Thursday, October 26, 2017

glTF 2.0: I Like It!

Although I'm not a 3d graphics person, I have worked with several 3d file format1234567891011. In general, I've been very disappointed in the design of these file formats. But I've finally found a 3d file format that I've liked. glTF 2.0 is actually pretty nice.

It's a mostly straight-forward, easy to understand file format that's pretty unambiguous. It doesn't try to implement any fancy features like U3D. It doesn't contain weird legacy baggage like X3D or COLLADA. Its design isn't so overly configurable or flexible that it's impossible to know whether what you store in it can be read by other programs like COLLADA or TIFF. It just holds a bunch of triangles and associated data structures. It seems like it was built from the ground up as a proper file format for interchange instead of growing out of some existing system with all sorts of strange behavior based on how the codebase for the original system evolved. It also has good extension points making it easy to store additional application-specific data in a file.

I think part of the reason why it came out so well is that it was originally designed for one purpose only: for sending 3d models to be displayed by WebGL. With a well-defined and basic use case, the designers had the focus to make something straight-forward and easy to work with. With glTF 2.0, the file format has been extended to support more general use cases, but the core use case--holding 3d models--hasn't been diluted by that. Storing 3d models in glTF 2.0 is still clear and concise without a lot of confusion.

I still have a few niggles with it though that could be improved. Right now, the file format doesn't have widespread support yet, but it is starting to grow. Still, given that this is a file format specification, I feel like there should have been at least one proper reference importer/exporter for the file format before it was finalized. There are multiple implementations of the spec, which is good, but none of the implementations are complete and comprehensive and allow for a proper bidirectional interfacing with a proper 3d application, so it's just hard to know if the files I've created are correct or whether all the corners of the file format has been fully tested.

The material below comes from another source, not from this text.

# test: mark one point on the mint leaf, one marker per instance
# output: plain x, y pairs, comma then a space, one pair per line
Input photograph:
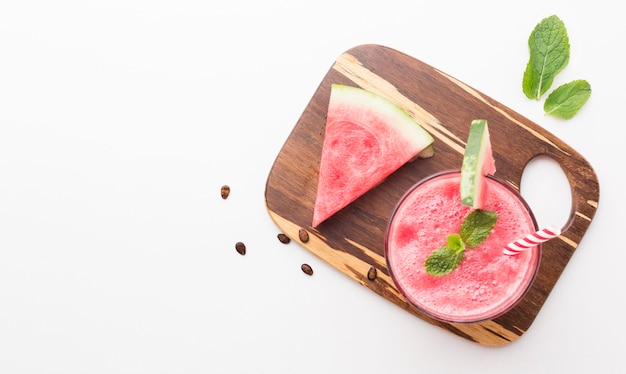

Some parts of specification don't really give proper explanations or context for why they are needed. For example, I still don't understand why accessor.min and accessor.max exist. Like, I'm sure there's a good reason, but they just seem like an unnecessary hassle to me. Especially given that it's impossible to properly encode a 32-bit floating point number as a decimal string, I just can't see what use an inaccurate record of the min and max x,y,z values of some points are. Having more context there would be useful for implementors. Another example are the different buffer, bufferview, and accessor objects needed to refer to memory. It took me a long time to figure out what the difference was. At first, I thought you could the data for everything in a single bufferview, and just use different accessors to refer to different chunks of it. It was only later when I read that bufferviews were intended to refer to OpenGL memory buffers did I finally understand what each level of memory reference is for. The different buffers are meant to refer to different data stored on-disk. Usually, you'll only have one buffer, but if you have different models that share data, you can put this shared data in a separate file/buffer that those two models can share. The bufferview refers to a single in-memory chunk of data loaded into memory for a model. So, having a single bufferview for an entire scene would be wrong. You would normally have one or more bufferview for each 3d object in a scene. In general, when accessing data from a bufferview, you would always read from the start of the bufferview. If you find yourself reading from an offset into the bufferview, then you should probably just use a separate bufferview instead. The accessors describe how to read individual data fields of a bufferview. Notably, the bufferview contains a byteStride property that allows a bufferview to be broken up into different records or entries. An accessor describes how different fields are stored/interleaved inside a record or entry of a bufferview. An accessor's byteOffset is supposed to be used for offsets into a record or entry, not for starting at an offset into a bufferview.

glTF 2.0 also offers a convenient format for storing all the 3d data in a single file called GLB. The GLB specification is nice in that it's really basic and straight-forward, but its design is a little sloppy. The GLB file format has its file size encoded in it, which is unnecessary and prevents the data from being streamed. Even if that were fixed, the design of the chunks inside the file also prevent being able to write out the data in a single stream. All the parts of the file have to be written out separately first, their sizes determined, and then they can be assembled and written out into a GLB file. This is caused by the fact that there can only be a single buffer chunk, and the JSON chunk (which will contain references into the buffer chunk) has to be written out before the buffer chunk.

Overall though, I really like the glTF 2.0 format. I really hope it gets widespread adoption. I definitely see it displacing the .OBJ format in the long term.